Mais aujourd'hui , ici aussi , tout va mal pour le bizness . Même si ce n'est pas vraiment la même crise .

Je n'ai réellement rien compris au système économique du coin . Tout coûte une véritable fortune , et les îles sont très peu auto-suffisantes alimentairement , alors que , pourtant , il y a le climat, favorable … J'ai dû arrivé pendant une période de transition économique importante . Tout le monde me le dit : avec le départ du CEP et la fin des essais nucléaire à la fin des années 90 , la source d'argent de l'Etat s'est pour partie tarie , et les politiques locaux , sortes de potentats indéboulonables , n'ont apparemment rien fait pour trouver une substitution viable , continuant à tout miser sur le tourisme de luxe à 600 Euros la nuit pour un bungalow au dessus du lagon , alors que les touristes US ont la même chose 6 fois moins chère à deux pas de chez eux dans les Caraîbes... Et je ne parle pas du prix du billet d'avion pour arriver jusqu'ici . Les hôtels sont vides . D'où des Villages-hôtels à l'abandon le long de la route unique qui ceinture chaque île , avec le plus emblématique d'entre tous , le Club-Med de Moorea rendu à la végétation envahissante ! Un certain chaos économique , remettant en cause pour certain l'achat du tout nouveau second et flambant neuf 4X4 toyota – ils pullulent ici alors qu'il n'y a souvent qu'une seule route … - symbole d'un véritable amour pour le modèle de vie américain , dont beaucoup se sentent plus proches, géographie oblige , et en particulier les nouveaux dirigeants du Territoire .
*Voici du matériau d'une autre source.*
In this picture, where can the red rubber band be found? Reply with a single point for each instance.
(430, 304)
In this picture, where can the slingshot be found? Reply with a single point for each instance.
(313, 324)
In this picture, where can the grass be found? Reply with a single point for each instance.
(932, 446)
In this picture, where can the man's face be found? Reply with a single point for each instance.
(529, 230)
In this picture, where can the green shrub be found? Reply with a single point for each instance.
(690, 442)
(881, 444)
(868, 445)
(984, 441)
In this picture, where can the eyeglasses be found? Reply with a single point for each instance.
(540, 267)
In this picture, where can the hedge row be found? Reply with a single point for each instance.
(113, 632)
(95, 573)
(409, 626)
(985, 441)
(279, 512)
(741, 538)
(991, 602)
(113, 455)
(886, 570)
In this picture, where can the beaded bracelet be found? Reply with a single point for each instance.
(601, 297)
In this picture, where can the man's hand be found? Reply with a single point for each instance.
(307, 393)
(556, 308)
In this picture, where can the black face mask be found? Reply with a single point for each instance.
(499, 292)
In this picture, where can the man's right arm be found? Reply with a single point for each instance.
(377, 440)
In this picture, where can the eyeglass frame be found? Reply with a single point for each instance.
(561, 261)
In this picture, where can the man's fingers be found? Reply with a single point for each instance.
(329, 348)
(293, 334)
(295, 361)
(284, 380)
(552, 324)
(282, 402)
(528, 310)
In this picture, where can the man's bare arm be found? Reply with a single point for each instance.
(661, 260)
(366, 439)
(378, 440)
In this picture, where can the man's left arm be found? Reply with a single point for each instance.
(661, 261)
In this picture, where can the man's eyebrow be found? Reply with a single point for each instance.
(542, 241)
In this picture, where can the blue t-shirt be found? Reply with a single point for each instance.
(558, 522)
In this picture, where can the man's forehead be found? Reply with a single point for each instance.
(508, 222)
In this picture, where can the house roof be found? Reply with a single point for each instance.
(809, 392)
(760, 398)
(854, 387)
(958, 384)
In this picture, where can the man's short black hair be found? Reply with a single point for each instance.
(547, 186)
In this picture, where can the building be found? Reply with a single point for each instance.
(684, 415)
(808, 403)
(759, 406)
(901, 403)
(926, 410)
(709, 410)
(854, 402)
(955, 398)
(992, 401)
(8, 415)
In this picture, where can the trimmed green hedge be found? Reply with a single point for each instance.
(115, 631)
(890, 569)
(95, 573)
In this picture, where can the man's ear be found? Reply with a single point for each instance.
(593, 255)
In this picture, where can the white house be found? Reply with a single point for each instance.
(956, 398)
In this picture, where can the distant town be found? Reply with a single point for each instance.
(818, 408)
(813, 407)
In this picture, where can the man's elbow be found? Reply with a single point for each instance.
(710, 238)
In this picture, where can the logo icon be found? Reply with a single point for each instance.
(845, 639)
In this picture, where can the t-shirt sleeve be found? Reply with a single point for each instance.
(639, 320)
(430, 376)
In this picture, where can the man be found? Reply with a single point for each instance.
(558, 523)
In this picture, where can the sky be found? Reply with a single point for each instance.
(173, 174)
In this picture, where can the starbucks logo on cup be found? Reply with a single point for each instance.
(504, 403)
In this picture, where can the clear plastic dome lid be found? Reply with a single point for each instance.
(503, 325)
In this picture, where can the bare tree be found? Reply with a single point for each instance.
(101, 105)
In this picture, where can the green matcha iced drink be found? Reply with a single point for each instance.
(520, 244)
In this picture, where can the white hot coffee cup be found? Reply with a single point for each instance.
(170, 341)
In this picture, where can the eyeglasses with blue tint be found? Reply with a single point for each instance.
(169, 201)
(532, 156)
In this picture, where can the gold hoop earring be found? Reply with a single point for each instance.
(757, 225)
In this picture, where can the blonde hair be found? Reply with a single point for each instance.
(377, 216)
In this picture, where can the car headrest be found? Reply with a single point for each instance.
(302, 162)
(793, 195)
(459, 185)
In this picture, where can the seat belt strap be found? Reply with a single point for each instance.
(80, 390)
Je suis arrivé le jour de l'élection du nouveau Président , au suffrage universel indirect : Oscar Temaru , l'Independantiste . Celui-ci a écrit une lettre solennelle à Barack Obama pour demander le rattachement aux USA … Il ne doit pas trop connaître le sort réservé aux natifs d'Hawaï …L'exposition historique dans le Hall de l'Assemblée Territoriale est un modèle dans le genre schizophrénie politique : la France a été perfide et méchante , elle a volé le Territoire à notre gentille Reine par tous les moyens les plus tordus , alors que nous on voulait devenir anglais comme nos voisins ; 1880 annexion de Tahiti . Fin de l'expo .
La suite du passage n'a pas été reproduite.